PARIS—Three members of the French Parliament—all of the France-Karabakh Friendship Group—in an opinion piece published in Le Monde urged the international recognition for the Nagorno-Karabakh Republic, calling on sides to be realistic and pragmatic in their approach to peace in the South Caucasus.
The article, signed by François Rochebloine, René Rouquet and Guy Teissier stressed that to support the Nagorno-Karabakh Republic is to help establish a lasting peace in the South Caucasus.
The authors draw attention to the upcoming 20th anniversary of the cease-fire agreement signed on May 12, 1994 between Karabakh and Azerbaijan saying: “As a result of this war for independence a new state was born, located between Armenia and Azerbaijan—on Armenian territories—at the crossroads of Russian, Turkish and Iranian cultures.”
The legislator argue that in the 20 years since the cease-fire agreement, an entire generation Karabakh Armenians and Azeris have been deprived of the opportunity to live in peace.
“Peace is extremely fragile in the absence of a document of mutual recognition and even direct dialogue between the parties,” said the parliament members, emphasizing that the current existing facts—the independence of Karabakh—must be recognized and transparent should be initiated.
The three French legislators urged a “realistic and pragmatic approach” to the peace process.
“Neither military rhetoric nor military incursions will persuade Karabakh to return to the ‘bosom’ of Azerbaijan,” said the legislators.
“20 years after the signing of the cease-fire agreement, attacks are repeatedly launched almost every month, which lead to the deaths of soldiers and civilians in Karabakh from the fire of Azerbaijani soldiers, whose attacks aren’t prevented,” the lawmakers pointed out.
“For us, recognition of Karabakh does not mean becoming an enemy to Azerbaijan. We, like other people who visited Karabakh, are recognized as personae non grata by the Azerbaijani regime. This is ridiculous and destructive behavior,” added the French lawmakers.
The French parliamentarians stated that achieving peace, will require “healing the wounds of the past.”

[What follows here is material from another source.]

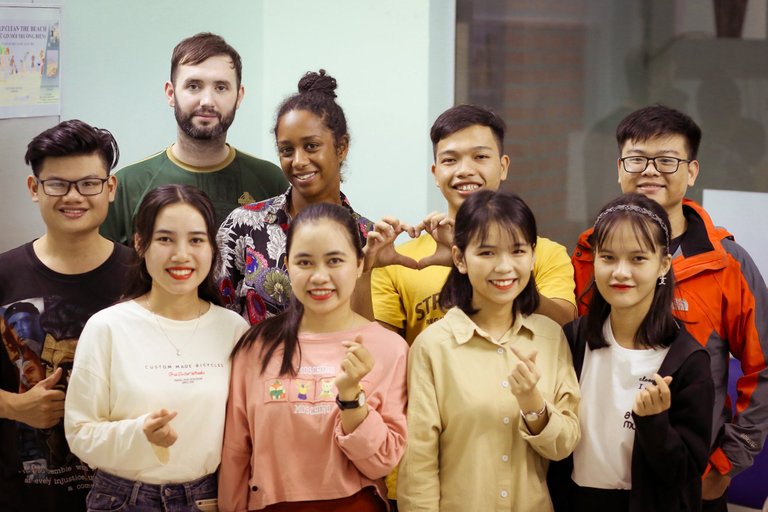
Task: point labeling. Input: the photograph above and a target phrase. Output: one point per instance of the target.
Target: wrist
(347, 393)
(530, 402)
(7, 405)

“Crimes have been committed during the Nagorno-Karabakh conflict, which need to be uncovered. Armenians were victims in Sumgait, Kirovabad and Maragha, and Meskhetians in Khojaly,” said the parliament members.
“Sumgait pogroms organized on the February 27, 1988, where hundreds of people became victim, served as the cause for the conflict. This, led to the arrests and judicial indictment by Soviet authorities, however only the executors were punished. The real organizers were not brought to justice, and the fact that the murders were premeditated, was also ignored,” explained the article.

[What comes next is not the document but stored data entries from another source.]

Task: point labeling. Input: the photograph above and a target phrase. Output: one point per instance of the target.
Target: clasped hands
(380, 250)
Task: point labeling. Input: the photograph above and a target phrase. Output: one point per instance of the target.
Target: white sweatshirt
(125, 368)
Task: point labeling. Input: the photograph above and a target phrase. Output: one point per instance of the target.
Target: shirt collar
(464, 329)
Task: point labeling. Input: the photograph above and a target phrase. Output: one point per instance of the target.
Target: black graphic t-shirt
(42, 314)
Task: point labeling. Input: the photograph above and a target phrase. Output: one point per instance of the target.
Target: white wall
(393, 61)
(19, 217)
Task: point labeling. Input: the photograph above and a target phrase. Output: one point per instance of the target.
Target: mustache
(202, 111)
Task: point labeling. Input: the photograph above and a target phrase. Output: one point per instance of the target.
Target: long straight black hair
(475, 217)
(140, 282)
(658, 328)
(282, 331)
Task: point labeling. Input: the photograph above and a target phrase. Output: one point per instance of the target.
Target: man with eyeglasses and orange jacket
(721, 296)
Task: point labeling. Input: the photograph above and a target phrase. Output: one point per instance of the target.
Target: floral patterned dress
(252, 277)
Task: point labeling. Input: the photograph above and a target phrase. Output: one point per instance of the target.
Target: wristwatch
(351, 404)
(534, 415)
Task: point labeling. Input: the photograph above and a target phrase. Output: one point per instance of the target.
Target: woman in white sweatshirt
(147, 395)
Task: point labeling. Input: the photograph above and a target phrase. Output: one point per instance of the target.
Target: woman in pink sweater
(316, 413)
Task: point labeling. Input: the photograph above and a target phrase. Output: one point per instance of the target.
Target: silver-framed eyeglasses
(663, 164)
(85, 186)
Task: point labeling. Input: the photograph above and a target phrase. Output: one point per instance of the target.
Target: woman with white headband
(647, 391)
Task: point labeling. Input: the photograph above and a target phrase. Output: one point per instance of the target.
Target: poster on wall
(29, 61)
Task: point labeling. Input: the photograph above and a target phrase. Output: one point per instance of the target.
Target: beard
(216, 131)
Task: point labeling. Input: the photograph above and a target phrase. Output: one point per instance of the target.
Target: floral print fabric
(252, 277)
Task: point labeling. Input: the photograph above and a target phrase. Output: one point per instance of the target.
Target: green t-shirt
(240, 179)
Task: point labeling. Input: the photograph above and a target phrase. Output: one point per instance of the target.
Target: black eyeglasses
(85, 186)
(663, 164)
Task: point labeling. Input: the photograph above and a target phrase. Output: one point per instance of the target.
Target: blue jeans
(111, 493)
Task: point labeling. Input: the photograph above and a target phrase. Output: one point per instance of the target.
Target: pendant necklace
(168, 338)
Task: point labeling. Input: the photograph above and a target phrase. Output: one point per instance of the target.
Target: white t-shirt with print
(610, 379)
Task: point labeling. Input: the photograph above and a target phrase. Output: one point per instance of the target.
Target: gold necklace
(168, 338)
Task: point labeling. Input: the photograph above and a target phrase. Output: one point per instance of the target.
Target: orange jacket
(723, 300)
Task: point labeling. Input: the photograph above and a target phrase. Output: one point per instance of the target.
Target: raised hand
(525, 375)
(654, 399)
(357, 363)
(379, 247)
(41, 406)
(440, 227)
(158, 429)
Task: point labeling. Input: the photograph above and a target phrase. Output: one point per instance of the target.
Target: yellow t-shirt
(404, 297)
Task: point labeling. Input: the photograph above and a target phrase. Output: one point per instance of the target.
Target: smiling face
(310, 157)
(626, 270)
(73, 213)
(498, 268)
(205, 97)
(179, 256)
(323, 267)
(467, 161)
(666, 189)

“The power of democracy means to be confident in your abilities and to establish the necessary commissions, which will expose and convict the real culprits, softening the pain and promoting the reconciliation,” stressed the authors of the article.

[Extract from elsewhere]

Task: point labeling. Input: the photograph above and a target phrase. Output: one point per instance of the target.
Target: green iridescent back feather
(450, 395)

The three legislators praised a recent report by Freedom House that elevated its ranking of the Nagorno-Karabakh Republic in its advancements in protecting human rights and freedoms.
“We are in full agreement with the former Nagorno-Karabakh Republic President Arkady Ghukasyan, who recently said that ‘the purpose of conflict resolution is not only in the official rejection of hostility, but also it is the establishment of historic reconciliation between the two peoples … for preventing further conflicts’ and that contacts between civil societies can pave the way for that,” said the Le Monde article.
The authors expressed hope that their appeal will resonate with “new forces that are created there [in Azerbaijan], which will reject [the Azeri] propaganda of hatred and will look toward the future.”
“If these forces materialize, if initiatives to establish dialogue and contacts are created, then we can ensure that our humble group will become supporters and comrades-in-arms with them,” concluded the French lawmakers.